My friends, then if that is so, when the war is won by the sons of the Empire who have come from all parts of this far-strewn Empire of ours, when once more victory rests upon our banners, when our boys come trooping back home again, if you have done what I have asked you on their behalf today you will be able to look into their eyes with a feeling of pride and satisfaction. If you have not gone to their assistance as they have asked you to do, then, my friends, you will have to look at your fate when those boys come home again, because they have forgotten all party ties, they have forgotten everything else but Empire -a man must forget everything else but Empire when he is willing to sacrifice his life, for what more can a man give but his life? They are giving it daily; they are giving it nightly; giving it for you and your loved ones; and when they are willing to give their lives, all we ask of you in their behalf is to give every pound of your energy and every dollar of your money that is necessary to bring about that which they are fighting for the successful end of this war, the tramping out forever of the power of oppression, so that if we are to be a land of peace we can come back and feel that the wars of the world are over and that it will now be a land of peace. Then we can take stock of ourselves and everything, and build up an even greater Empire than we have at the present moment.

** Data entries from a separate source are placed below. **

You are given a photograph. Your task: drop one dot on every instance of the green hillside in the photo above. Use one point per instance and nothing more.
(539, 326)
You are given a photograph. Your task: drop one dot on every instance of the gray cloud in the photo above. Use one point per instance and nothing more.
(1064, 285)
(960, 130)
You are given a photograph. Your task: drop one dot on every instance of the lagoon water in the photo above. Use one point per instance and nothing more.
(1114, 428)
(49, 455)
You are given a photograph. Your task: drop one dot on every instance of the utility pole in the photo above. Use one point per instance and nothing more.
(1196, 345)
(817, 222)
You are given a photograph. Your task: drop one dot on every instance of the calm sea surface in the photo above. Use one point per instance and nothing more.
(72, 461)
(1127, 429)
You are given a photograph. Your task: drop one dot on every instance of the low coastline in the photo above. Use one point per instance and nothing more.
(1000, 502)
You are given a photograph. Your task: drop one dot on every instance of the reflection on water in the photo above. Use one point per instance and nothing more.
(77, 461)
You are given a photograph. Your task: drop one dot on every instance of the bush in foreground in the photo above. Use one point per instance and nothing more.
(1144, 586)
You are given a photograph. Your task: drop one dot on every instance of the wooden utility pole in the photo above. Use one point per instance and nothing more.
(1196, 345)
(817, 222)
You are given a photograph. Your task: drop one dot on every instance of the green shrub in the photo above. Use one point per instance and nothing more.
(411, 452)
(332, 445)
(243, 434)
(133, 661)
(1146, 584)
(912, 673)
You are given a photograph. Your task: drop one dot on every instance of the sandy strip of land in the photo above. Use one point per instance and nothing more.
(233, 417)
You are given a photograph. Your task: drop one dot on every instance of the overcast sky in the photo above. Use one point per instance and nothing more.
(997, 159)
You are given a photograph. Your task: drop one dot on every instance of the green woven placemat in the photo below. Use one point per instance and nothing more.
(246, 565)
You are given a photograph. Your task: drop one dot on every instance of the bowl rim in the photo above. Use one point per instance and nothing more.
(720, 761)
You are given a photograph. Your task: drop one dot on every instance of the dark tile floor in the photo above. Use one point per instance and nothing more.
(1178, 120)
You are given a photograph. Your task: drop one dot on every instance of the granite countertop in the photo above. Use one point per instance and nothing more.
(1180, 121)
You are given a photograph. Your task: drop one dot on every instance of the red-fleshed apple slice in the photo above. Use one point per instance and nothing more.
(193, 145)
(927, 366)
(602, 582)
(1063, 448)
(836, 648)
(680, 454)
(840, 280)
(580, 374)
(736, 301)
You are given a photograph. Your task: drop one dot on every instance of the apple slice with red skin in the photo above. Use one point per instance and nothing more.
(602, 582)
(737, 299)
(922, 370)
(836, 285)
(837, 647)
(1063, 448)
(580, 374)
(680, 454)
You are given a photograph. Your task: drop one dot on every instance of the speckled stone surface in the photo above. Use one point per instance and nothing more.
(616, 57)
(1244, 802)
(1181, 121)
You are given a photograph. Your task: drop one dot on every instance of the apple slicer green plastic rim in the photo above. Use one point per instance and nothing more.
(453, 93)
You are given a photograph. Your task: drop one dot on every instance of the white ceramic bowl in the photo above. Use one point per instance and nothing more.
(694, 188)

I feel your interest, and I know you are interested in yarns from the front; and I only wish you were not so busy, and that my voice could ramble on and on, and I could tell you many more instances; but I trust that now you have made me a member of your Club there may be an opportunity of coming back to Toronto again during the next few months, perhaps not as an invited guest, but as one of your own members, and be able to spend a few more moments with you some evening as pleasantly as I have today.

Mr. W. F. MacLean, M.P., moved a hearty vote of thanks, which was carried.